Montréal, ville ouverte sur la musique afro-américaine

Le mercredi 5 février 2014

Le groupe The Avalons, un 45 tours de Toma Cina et les Aventuriers et un album de Billy Martin
Le groupe The Avalons, un 45 tours de Toma Cina et les Aventuriers et un album de Billy Martin     Photo : Images d'archives

Le cabaret montréalais l'Esquire Show Bar, qui ouvrait ses portes à la musique noire, a vu défiler sur ses planches des artistes de haut calibre. Notre chroniqueur Félix Face B Desfossés raconte l'histoire de ce lieu précurseur, qui a créé un véritable phénomène d'immigration musicale afro-américaine au Québec. 
 
L'Esquire Show Bar a connu son heure de gloire dans les années 1950 et 1960. Le rock and roll, le rhythm and blues, le soul, le jazz et le blues y étaient à l'honneur. Les plus grands, dont James Brown, Bo Diddley et Fats Domino, y sont passés, mais des artistes beaucoup moins connus y étaient également engagés.  
 
Dans le contexte montréalais de ces décennies-là, les nuits folles des cabarets étaient à leur apogée.

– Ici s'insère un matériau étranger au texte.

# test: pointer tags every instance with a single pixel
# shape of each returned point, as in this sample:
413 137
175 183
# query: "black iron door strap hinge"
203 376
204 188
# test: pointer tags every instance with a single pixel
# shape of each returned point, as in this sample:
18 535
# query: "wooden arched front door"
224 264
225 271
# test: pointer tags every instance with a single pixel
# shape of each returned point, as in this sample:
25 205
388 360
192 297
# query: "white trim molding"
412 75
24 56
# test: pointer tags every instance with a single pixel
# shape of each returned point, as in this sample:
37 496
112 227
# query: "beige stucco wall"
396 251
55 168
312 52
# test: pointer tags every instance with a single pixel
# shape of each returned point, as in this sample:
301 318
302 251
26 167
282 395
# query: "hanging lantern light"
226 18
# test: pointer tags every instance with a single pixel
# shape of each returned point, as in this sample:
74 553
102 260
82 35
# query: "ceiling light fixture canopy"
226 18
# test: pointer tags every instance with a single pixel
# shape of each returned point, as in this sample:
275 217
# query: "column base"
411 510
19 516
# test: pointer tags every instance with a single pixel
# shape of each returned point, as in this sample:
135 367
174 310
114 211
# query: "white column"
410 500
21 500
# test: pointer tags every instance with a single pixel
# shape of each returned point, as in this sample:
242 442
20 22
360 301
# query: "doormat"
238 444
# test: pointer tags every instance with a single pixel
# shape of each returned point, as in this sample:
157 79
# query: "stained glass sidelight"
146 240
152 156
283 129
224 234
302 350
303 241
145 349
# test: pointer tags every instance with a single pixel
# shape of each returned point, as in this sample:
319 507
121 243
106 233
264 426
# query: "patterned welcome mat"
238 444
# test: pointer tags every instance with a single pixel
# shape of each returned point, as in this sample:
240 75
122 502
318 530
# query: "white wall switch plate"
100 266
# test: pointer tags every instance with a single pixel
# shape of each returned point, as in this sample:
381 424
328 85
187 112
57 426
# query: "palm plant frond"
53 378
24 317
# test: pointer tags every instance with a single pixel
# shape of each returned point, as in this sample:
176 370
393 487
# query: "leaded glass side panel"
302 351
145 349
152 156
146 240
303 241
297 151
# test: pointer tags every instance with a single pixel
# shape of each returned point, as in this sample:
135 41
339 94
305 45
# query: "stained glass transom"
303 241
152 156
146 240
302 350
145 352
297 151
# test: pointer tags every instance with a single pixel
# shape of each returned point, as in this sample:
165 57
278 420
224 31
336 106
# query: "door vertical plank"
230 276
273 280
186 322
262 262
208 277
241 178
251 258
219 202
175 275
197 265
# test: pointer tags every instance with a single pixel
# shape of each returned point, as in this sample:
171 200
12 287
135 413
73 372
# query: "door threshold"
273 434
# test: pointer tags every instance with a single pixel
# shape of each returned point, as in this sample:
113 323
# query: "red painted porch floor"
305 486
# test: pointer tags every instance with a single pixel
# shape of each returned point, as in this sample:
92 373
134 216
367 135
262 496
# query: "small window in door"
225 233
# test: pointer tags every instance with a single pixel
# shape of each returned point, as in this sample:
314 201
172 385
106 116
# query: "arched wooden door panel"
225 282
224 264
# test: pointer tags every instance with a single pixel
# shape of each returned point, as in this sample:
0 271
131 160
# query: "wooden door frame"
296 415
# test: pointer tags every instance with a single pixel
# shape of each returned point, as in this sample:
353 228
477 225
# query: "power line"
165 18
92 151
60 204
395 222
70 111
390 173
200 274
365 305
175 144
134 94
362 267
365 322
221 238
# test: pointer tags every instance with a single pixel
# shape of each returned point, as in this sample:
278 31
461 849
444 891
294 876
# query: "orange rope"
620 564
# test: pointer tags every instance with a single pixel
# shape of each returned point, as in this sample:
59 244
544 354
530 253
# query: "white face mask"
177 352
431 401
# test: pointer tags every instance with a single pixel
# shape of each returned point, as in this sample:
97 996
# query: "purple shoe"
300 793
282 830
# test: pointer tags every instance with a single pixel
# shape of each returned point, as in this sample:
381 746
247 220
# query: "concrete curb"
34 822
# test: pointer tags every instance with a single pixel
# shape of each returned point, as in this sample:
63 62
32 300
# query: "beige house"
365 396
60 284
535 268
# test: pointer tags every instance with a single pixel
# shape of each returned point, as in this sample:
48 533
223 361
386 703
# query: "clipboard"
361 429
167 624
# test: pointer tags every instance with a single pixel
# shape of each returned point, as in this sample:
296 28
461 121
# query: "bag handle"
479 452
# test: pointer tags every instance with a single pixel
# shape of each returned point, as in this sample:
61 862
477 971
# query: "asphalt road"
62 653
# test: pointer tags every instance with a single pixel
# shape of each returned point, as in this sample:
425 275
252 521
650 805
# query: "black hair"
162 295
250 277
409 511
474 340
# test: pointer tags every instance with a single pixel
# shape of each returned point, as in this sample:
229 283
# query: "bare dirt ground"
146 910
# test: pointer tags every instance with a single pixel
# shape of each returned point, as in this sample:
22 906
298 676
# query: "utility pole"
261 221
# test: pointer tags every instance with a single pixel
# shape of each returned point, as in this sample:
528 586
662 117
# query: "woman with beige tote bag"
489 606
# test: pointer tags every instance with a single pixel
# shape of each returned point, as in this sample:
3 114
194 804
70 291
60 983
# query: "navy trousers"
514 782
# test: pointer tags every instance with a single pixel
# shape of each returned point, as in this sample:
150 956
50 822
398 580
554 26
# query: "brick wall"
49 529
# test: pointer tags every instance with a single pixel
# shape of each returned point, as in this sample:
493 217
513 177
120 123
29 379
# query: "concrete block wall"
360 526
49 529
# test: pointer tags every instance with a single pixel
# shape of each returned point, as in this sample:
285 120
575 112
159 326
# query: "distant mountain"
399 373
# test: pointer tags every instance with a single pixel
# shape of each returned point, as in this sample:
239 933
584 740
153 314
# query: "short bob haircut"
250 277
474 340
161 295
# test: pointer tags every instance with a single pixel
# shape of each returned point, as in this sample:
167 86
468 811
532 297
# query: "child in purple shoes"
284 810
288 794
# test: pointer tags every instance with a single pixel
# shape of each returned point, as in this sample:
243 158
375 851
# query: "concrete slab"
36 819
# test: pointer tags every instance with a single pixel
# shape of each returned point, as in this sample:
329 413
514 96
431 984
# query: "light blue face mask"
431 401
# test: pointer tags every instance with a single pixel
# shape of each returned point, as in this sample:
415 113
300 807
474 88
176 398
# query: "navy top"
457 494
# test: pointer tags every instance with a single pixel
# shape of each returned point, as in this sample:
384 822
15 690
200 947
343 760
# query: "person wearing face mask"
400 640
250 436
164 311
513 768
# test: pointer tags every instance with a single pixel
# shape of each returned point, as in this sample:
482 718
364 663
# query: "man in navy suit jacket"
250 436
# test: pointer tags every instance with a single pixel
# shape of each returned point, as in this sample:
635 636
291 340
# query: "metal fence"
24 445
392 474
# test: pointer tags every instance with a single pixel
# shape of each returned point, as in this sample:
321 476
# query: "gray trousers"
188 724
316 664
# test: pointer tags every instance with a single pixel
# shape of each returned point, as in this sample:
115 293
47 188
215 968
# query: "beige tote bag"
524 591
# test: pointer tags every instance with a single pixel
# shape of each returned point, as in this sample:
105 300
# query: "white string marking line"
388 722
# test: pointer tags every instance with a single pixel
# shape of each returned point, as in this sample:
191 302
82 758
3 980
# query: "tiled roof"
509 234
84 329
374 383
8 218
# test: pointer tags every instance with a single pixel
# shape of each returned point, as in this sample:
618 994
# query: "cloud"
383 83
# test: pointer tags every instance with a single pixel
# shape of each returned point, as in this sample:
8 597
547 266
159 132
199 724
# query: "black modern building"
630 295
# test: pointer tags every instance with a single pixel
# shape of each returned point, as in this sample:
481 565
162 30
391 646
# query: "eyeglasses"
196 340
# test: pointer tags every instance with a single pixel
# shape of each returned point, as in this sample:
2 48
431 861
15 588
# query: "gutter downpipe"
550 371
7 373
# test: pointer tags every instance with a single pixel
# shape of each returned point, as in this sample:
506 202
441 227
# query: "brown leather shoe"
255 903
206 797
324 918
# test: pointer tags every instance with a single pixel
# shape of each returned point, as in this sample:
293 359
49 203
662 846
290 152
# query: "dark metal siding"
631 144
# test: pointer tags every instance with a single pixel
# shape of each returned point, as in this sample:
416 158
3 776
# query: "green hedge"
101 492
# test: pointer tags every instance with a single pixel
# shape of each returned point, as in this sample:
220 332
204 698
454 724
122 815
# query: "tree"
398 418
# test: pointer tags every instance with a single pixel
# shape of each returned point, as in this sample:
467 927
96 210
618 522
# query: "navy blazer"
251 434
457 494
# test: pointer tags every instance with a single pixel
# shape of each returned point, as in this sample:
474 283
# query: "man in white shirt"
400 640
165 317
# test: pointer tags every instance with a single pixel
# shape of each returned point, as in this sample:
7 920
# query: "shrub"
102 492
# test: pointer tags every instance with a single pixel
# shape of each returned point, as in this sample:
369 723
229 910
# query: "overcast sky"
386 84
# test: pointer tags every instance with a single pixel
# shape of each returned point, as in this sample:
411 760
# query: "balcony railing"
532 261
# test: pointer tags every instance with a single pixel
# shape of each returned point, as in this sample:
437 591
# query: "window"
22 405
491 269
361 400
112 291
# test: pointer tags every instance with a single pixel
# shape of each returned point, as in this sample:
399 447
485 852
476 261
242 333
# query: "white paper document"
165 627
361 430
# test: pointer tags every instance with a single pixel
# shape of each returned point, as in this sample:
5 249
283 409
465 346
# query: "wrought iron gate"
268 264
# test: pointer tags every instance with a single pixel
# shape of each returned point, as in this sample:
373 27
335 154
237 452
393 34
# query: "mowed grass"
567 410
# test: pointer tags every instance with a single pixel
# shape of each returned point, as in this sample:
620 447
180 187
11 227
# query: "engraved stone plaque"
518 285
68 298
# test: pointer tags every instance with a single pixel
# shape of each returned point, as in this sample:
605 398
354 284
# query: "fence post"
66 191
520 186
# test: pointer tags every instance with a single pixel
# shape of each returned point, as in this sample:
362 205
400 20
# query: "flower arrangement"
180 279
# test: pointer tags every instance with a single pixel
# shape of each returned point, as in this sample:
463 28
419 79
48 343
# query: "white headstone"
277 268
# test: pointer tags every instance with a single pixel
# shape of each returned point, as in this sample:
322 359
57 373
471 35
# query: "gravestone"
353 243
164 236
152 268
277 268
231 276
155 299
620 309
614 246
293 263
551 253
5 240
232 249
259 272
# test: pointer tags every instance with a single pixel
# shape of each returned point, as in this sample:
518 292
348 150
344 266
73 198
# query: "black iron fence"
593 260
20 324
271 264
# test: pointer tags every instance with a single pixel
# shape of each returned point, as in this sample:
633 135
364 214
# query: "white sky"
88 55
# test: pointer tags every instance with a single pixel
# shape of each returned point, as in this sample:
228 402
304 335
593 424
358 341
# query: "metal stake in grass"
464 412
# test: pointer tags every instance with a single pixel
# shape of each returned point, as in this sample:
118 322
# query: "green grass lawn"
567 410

Dans des dizaines d'établissements, tels que le Casa Loma et le El Morrocco, se tenaient des soirées de divertissement hautes en couleur. Montréal était une ville ouverte et la mafia contrôlait une bonne partie des cabarets. À cette époque, aux États-Unis, les Blancs et les Noirs ne partageaient à peu près jamais le même espace public. Au Québec, il y avait bel et bien du racisme, comme partout ailleurs, mais la ségrégation était inexistante. 
 
Plusieurs musiciens qui ont commencé leur carrière au Québec à l'Esquire Show Bar ont donc choisi de rester ici. À titre d'exemple, notre chroniqueur présente le groupe doo wop The Avalons, originaire de Newport en Virginie et dirigé par James Dozier, qui a choisi de s'établir à Montréal. Ils ont même accompagné en studio des artistes d'ici, dont Les Jérolas. 
 
D'autres artistes se sont installés ici, comme le trompettiste originaire de Harlem à New York, Billy Martin, et son orchestre. Son claviériste, Thomas Chatman, a fondé son propre groupe, baptisé Toma Cina et ses Aventuriers. Ce musicien, qui a appris à parler et à chanter en français, est d'ailleurs mort dans des circonstances tragiques, lors d'une tournée au Québec.